Light means many things to many people. Judaism is replete with references to light, beginning with Creation. It symbolizes hope, as in the promise of the new day. When one speaks of enlightenment, one thinks of wisdom. Lighting the way is the power to lead and to accomplish things that might seem impossible. Light is often used to represent the forces of good, while darkness usually depicts the forces of evil.
Chanukah is all about light. It is the story of enabling Judaism to continue against all odds, the triumph of the few against the many and the ability to rededicate the Temple when there seemed to be less than enough resources to do so. It symbolizes triumph through faith and will – whether during the time of the Maccabees or in the present.

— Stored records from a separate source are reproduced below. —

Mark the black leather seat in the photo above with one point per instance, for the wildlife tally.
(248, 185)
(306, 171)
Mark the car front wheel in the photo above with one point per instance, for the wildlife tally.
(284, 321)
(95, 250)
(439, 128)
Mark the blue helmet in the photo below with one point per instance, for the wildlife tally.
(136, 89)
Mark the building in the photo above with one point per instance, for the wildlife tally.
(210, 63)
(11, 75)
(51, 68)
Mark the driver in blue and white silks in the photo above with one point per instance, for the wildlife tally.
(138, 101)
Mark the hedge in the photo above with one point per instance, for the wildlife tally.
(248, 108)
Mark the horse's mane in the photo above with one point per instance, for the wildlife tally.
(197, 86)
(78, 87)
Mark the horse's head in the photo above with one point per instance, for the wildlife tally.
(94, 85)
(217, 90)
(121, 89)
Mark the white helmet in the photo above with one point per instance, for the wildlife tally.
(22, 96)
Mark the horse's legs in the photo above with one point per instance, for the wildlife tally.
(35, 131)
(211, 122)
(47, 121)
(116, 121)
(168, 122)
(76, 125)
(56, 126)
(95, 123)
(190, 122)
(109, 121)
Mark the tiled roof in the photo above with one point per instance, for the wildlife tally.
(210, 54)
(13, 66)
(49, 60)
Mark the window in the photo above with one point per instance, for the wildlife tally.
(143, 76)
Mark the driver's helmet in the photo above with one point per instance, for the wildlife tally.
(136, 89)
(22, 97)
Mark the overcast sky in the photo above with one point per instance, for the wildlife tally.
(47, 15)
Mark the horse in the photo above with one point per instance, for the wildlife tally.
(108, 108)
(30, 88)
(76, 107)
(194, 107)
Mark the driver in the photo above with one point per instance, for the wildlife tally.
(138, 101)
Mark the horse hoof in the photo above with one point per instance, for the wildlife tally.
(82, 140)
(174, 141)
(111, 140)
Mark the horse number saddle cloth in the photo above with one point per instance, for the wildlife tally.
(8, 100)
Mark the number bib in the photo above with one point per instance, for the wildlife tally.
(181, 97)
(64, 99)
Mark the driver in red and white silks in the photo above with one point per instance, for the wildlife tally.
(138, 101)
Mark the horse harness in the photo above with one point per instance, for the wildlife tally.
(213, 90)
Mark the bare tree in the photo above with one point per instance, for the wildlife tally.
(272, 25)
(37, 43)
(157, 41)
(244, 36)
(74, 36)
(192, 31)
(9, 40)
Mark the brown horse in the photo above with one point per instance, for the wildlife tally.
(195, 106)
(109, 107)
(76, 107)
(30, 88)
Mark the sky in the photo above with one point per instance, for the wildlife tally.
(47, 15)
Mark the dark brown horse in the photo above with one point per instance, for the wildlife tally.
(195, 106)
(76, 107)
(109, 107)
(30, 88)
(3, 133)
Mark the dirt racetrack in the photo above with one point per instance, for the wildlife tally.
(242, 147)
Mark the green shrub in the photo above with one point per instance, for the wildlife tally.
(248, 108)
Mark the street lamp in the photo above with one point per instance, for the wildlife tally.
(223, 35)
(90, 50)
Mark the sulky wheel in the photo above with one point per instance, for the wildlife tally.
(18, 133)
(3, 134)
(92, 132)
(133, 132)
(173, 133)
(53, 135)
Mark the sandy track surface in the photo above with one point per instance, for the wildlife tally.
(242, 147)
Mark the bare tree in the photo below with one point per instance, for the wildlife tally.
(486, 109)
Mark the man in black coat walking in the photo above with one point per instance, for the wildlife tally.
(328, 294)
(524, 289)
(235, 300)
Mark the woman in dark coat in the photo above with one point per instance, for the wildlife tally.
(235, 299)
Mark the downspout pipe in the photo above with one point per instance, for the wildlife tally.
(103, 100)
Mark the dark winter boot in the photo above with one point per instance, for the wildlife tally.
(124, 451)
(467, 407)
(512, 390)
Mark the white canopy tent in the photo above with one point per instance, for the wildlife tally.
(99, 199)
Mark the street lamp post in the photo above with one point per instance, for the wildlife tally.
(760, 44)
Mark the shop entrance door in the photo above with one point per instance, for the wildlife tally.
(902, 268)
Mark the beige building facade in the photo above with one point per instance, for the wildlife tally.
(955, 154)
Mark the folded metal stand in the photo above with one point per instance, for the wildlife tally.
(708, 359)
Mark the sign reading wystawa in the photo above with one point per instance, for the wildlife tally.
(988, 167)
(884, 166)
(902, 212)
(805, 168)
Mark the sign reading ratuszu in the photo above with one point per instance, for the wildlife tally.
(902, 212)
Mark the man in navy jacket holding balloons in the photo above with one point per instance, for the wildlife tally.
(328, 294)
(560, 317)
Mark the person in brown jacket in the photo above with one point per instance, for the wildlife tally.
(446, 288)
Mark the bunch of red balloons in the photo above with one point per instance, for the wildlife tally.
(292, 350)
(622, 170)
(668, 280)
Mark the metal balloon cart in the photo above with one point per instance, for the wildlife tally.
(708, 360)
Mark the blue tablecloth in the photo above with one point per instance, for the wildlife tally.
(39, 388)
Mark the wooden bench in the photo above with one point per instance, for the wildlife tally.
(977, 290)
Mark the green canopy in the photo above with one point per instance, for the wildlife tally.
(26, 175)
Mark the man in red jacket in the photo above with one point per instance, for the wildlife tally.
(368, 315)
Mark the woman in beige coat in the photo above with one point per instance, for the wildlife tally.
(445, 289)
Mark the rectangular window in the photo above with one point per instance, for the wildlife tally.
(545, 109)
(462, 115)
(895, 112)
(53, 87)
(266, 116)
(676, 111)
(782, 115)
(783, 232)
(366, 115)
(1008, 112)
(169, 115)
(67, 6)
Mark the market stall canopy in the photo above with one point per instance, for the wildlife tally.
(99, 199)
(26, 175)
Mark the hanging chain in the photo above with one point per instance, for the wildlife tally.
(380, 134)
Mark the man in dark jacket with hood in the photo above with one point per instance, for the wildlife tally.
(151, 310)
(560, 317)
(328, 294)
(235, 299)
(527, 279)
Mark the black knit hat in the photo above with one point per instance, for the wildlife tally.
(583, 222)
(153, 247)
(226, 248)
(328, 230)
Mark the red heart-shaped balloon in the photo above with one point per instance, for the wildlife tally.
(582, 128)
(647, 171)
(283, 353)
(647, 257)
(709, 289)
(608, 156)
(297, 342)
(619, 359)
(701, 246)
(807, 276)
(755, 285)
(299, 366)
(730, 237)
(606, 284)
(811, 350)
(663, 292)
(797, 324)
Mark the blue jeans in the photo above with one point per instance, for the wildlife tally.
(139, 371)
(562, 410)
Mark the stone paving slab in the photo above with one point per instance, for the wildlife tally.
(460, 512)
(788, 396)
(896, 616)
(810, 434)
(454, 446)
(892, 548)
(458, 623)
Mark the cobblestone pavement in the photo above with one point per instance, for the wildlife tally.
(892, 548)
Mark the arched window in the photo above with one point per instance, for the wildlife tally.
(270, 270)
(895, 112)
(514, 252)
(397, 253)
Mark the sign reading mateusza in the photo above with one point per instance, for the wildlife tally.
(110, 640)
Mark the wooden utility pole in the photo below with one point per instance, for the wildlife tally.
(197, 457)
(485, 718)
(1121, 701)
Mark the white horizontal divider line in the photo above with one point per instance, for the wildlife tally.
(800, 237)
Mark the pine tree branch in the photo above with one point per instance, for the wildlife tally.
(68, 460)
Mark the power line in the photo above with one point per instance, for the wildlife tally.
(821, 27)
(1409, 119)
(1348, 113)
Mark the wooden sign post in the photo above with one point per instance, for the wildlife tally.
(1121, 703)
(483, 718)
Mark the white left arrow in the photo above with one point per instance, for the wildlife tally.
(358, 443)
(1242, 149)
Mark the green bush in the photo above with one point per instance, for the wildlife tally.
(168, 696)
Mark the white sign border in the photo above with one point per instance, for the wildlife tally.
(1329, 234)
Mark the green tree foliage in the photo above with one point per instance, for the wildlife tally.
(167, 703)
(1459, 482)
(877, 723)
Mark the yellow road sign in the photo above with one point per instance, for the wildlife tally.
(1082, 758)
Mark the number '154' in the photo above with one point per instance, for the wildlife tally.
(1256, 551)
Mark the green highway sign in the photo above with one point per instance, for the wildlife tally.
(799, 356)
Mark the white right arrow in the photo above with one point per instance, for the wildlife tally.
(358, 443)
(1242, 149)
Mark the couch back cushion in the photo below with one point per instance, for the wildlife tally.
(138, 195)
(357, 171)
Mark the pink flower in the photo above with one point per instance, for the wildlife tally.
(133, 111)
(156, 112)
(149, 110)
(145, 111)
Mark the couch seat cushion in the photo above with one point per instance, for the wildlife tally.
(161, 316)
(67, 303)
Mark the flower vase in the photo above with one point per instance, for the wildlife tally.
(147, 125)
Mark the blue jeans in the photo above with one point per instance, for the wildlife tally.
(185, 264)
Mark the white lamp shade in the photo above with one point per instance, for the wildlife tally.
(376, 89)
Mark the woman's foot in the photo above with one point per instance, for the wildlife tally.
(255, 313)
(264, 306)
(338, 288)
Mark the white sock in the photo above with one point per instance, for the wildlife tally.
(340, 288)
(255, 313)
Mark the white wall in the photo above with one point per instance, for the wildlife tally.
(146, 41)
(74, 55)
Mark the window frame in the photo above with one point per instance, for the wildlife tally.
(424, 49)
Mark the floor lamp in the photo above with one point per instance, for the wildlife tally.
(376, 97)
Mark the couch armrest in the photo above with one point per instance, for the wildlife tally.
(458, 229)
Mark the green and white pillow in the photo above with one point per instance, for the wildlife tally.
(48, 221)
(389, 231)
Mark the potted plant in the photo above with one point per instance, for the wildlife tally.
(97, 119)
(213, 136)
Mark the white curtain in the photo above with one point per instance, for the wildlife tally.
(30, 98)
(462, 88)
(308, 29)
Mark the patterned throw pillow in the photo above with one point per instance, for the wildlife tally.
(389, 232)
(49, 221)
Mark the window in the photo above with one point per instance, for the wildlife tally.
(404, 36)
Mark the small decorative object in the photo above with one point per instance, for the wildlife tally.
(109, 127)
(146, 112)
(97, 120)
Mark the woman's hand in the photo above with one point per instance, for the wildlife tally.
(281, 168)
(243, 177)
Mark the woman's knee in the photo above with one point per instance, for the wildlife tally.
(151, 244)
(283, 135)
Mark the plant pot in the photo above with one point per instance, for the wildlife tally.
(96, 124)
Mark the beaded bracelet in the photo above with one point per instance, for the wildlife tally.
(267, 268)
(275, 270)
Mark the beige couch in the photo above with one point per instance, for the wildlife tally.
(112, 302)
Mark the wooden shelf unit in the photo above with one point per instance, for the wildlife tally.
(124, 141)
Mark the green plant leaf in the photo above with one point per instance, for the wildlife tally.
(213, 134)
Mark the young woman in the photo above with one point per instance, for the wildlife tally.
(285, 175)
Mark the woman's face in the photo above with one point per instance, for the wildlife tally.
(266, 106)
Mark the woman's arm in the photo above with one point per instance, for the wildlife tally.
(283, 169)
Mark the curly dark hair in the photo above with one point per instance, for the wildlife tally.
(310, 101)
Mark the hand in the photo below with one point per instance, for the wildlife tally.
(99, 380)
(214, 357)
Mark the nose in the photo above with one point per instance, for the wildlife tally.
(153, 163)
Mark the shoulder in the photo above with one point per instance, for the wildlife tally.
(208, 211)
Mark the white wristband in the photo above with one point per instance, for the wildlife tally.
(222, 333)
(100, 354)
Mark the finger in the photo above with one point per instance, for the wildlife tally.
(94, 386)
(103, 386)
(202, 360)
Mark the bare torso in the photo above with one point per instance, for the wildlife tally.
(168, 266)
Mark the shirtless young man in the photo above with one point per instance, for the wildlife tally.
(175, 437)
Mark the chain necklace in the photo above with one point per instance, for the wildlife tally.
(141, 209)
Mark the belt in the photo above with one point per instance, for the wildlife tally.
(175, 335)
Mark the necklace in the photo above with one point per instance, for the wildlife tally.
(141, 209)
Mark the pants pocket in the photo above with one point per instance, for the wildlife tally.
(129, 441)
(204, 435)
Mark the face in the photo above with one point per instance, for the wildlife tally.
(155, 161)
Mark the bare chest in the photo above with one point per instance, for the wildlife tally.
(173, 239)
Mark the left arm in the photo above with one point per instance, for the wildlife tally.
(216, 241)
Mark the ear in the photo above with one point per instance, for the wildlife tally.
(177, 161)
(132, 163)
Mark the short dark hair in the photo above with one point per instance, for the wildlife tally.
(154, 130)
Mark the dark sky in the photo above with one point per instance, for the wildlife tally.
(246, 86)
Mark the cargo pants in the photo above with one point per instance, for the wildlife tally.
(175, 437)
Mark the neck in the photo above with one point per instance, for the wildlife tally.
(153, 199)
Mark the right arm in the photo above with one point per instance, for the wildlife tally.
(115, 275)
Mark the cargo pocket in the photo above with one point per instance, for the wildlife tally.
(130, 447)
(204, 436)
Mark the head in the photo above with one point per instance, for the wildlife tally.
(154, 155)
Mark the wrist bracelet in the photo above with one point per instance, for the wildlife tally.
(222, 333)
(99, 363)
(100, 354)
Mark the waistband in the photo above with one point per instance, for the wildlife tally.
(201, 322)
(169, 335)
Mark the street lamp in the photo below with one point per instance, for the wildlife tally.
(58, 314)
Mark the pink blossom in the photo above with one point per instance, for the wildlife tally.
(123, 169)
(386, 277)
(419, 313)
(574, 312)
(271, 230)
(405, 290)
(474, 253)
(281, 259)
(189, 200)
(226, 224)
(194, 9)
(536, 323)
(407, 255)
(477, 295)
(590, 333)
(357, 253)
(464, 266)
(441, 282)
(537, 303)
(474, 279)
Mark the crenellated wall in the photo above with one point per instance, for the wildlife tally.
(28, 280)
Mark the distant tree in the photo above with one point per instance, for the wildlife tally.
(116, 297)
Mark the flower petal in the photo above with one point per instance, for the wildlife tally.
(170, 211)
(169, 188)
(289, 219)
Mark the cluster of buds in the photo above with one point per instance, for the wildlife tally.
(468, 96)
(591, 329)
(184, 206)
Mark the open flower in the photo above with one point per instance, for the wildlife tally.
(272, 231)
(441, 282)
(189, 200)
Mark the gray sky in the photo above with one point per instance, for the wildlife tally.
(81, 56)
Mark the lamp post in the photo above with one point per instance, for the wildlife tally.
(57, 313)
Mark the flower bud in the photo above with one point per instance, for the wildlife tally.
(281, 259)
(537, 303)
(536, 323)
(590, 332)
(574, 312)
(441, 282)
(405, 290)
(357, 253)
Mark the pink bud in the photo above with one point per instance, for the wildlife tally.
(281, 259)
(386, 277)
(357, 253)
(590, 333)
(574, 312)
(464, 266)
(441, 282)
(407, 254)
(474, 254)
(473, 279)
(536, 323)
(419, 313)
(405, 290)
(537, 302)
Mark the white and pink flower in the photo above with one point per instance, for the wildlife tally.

While Chanukah is accorded less status than some of the other Jewish holidays, it is a big holiday for American Jews. For some people it is a way to keep the children happy while avoiding the “December dilemma.” For others, it is a fun celebration with enjoyable – and delicious – rituals. For still others, it is a way to explain the lack of other people’s rituals to one’s neighbors.
While we light the candles, give and get the presents and eat the latkes and sufganiyot, let us remember the real messages of the holiday. It was never easy to be Jewish, and sometimes we have to fight for it. There are many competing influences in our world, and we have to work at making Judaism a priority. Judaism is both an individual and a collective effort: a fully lit menorah gives so much more light than one candle, but each candle contributes some of that light.
In 2014 many of our brethren faced challenges, especially in Israel. By standing together, like the lights of the menorah, we are stronger. Kosher OC wishes you and your family a joyous Chanukah that brings light into your home and into your heart.